75 Così è nella prima legge regionale adottata a Costituzione variata, la L.R. n. 12 del 30 giugno 2003 dell’Emilia Romagna, recante Norme
per l’uguaglianza delle opportunità di accesso al sapere, per ognuno e per tutto l’arco della vita, attraverso il rafforzamento dell’istruzione e della formazione
professionale, anche in integrazione tra di loro.

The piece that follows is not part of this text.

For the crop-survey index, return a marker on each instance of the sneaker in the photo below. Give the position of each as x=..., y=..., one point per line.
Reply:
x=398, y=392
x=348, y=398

76 Art. 117, comma 2, lett. m), Cost..
77 D’altro canto, come è stato rilevato (da L. Antonini, Il regionalismo differenziato, Milano, 2000, 3), “il paradosso del metodo implicato nel
regionalismo dell’uniformità è stato quello di non essere riuscito, nonostante vari decenni di applicazione, a garantire l’unificazione delle
condizioni di vita del Paese”, mentre (p. 94) “la convinzione che l’eguaglianza richieda l’uniformità o che tra federalismo e stato-sociale
esista un conflitto insanabile può risultare smentita dalla possibilità di creare forme di risposta alle necessità sociali più efficaci di quelle
ipotizzabili in base ad una politica uniforme su tutto il territorio nazionale”; v. anche G. Pitruzzella, Il pluralismo della scuola e nella scuola, in
Studi in onore di F. Benvenuti, IV, Modena, 1996, p. 1382, il quale riassume il quadro constatando che “ormai è normalmente riconosciuto
che le politiche pubbliche nel campo dell’istruzione non sono state in grado di produrre effettiva eguaglianza di opportunità”.
12
9. FINE
Avendo assecondato la suggestione dei principi ed il fascino delle loro potenzialità, mi pare giusto
concludere guardando alle nuove norme costituzionali sulla scuola come a norme – con lo stesso sguardo che fu
di Umberto Pototschnig – che non già fissano l’ordinamento della scuola, ma che, in modo dinamico, sono dirette a
fissare le condizioni per lo sviluppo della scuola.
Nessuno è o deve sentirsi escluso, posto che, in definitiva, il punto (l’obiettivo) non è tanto di allocare o
gestire competenze, quanto di predisporre un servizio finalizzato - leggo l’esordio dell’art. 1 della L. n. 53/2003 –
“a favorire la crescita e la valorizzazione della persona umana”.